Pakistan will consider selecting players who break away from the ICL on a case-by-case basis, following the decision by the BCCI to grant an "amnesty" to ICL players who cut ties with the league by May-end. Though the BCCI has put in place a 'cooling off' period of a year - whereby an ex-ICL player will only be eligible to represent India after a year away from the ICL - the PCB has left the door open for players to return sooner.
The stance adopted by the PCB is understandable, given how badly it was affected by the ban on ICL players. Nineteen players from Pakistan signed up with the league, nearly half of whom, can conceivably represent Pakistan still. The defection took away nearly the entire bench strength of the national side. Key among them are the likes of Mohammad Yousuf and Abdul Razzaq, and even players such as Imran Nazir, who could well be part of a Pakistan line-up in one of the three formats of the game.
"It is pertinent to note that at the last executive board meeting of ICC, it was emphasized that the action against players who have participated in ICL is the prerogative of the home board," the PCB said in a statement.
"The PCB's position on players who have participated in ICL is that such players must resign from ICL if they are to be considered for selection by PCB. While permitting such players to play cricket, PCB will decide on case-to-case basis the penalties to be imposed and the time period for which they will remain banned. This arrangement will continue till the end of May 2009."
Pakistan has been more ambiguous about the ban on ICL players than most boards. Last year, PCB's director general, Javed Miandad, said there was great "public pressure" on the board to pick ICL players and moves were constantly underfoot privately to try and bring some of them back into the fold somehow.
Earlier this year, a local Sind court ruled that ICL players can play domestic cricket. Recently, Pakistan's selectors also picked three ICL players in a preliminary 30-man squad for the Twenty20 World Cup. They were withdrawn a day later, however, senior board officials calling it a "faux pas."
But the road back for players such as Yousuf or Razzaq - players the PCB "could do with in the national side" - will still not be an easy one. "ICL contracts, in the board's legal opinion, are pretty one-sided," a senior official told Cricinfo. "It will not be easy for a player to rescind from them. We have sent a communication to the ICL asking for some clarity on the contracts but have not received a reply yet. When a player does come to us and has documents stating that he has left the league, we will consider his case."

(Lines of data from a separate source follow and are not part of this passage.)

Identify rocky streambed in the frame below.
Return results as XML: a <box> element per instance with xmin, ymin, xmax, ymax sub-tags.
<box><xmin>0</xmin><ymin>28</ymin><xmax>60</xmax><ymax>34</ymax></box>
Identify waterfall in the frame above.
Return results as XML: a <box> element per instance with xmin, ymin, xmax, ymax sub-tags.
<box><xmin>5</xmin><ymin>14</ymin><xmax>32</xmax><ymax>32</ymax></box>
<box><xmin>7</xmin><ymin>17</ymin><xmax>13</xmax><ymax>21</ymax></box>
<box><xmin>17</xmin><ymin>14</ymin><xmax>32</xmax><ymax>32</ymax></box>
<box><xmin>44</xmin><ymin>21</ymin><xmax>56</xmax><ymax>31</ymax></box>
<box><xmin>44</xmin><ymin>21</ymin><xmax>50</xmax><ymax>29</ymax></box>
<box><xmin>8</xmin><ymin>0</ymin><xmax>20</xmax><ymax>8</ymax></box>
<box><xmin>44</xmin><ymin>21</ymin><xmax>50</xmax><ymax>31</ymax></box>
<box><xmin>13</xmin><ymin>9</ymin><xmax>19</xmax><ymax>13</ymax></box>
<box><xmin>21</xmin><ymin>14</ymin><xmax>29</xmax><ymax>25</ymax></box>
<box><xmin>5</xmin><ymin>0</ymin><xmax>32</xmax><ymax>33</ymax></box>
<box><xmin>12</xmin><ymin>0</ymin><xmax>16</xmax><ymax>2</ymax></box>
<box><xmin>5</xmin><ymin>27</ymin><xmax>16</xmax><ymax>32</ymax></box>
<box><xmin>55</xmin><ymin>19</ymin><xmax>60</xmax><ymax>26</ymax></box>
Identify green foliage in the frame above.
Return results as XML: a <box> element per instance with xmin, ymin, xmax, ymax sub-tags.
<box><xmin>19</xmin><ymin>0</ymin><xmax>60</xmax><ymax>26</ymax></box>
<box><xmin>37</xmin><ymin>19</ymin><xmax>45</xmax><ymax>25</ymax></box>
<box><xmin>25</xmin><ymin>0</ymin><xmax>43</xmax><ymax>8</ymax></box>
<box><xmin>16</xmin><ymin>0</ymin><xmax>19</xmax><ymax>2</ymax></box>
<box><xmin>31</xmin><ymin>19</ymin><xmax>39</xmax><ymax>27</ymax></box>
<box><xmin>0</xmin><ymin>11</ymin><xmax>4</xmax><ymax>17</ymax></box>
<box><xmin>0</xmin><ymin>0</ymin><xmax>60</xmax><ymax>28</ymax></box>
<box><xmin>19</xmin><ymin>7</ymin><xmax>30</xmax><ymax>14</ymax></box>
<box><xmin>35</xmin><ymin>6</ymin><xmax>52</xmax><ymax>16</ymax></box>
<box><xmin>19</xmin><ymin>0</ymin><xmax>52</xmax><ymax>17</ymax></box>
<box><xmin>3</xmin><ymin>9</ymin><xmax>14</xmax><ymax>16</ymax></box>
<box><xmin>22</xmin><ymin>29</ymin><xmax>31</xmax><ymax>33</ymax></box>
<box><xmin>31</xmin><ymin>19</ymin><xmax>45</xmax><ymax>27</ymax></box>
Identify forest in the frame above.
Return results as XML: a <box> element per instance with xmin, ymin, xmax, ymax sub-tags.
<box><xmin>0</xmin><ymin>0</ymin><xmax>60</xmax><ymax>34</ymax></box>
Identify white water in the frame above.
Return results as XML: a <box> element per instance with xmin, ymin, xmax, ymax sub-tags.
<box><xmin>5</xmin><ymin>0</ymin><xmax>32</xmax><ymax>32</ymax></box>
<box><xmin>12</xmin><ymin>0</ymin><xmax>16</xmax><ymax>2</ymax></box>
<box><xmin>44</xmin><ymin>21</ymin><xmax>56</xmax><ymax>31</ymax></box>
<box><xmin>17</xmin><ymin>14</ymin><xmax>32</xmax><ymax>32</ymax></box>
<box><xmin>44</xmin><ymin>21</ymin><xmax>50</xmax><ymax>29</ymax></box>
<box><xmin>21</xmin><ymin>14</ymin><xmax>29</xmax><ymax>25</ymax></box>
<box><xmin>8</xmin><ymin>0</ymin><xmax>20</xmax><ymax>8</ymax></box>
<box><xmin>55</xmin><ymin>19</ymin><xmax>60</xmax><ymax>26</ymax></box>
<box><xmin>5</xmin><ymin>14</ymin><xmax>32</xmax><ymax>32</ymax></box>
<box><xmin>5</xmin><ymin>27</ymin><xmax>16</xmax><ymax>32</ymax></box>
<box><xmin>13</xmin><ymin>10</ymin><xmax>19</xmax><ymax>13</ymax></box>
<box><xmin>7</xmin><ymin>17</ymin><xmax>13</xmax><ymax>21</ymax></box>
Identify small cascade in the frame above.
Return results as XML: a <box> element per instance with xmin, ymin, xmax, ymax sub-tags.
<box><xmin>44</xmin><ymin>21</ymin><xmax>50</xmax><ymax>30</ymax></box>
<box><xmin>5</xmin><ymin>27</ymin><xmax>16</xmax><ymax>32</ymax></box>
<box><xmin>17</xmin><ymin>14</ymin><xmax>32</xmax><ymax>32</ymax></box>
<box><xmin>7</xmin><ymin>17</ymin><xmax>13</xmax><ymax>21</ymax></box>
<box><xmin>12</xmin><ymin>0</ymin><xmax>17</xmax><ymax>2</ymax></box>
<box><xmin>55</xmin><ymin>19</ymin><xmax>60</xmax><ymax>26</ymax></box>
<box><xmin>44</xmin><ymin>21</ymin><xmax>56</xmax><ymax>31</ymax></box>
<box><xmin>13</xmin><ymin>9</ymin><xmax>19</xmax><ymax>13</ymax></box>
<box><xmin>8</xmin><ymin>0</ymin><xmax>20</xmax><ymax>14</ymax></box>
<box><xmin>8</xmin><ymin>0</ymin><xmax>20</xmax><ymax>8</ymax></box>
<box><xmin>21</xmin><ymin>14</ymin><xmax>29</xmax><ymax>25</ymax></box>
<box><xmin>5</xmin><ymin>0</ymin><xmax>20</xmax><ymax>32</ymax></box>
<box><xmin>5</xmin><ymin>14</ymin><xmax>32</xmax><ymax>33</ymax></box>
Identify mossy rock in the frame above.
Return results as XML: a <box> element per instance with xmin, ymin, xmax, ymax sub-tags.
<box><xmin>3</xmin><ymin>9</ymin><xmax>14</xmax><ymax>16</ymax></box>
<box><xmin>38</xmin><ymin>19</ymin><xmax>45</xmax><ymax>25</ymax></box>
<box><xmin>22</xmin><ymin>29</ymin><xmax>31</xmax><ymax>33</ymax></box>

Further muddying up the issue is the recent flirtation of a number of Pakistan's ICL players with the American Premier League (APL), another - thus far - unauthorized, private Twenty20 league. The APL, brainchild of local entrepreneur Jay Mir, is scheduled to be held in October on a converted baseball field in Staten Island, New York City. But the ICC has said it will hold the same status as the ICL; effectively that players involved cannot play internationally.
"A number of our ICL players are interested in the APL," the official said. "That will complicate matters even more. Jay Mir has been in touch with us, the ICC and the BCCI and he has been told that his league needs to be authorized first. If players join that, then it will become more difficult."
The PCB's policy of looking at individual players is likely to be replicated by Cricket South Africa. Cricinfo understands CSA will assess players on a case-by-case basis. Of South Africa's ICL players, only Justin Kemp and Johan van der Wath could entertain notions of an international recall, though both are still considered long-shots.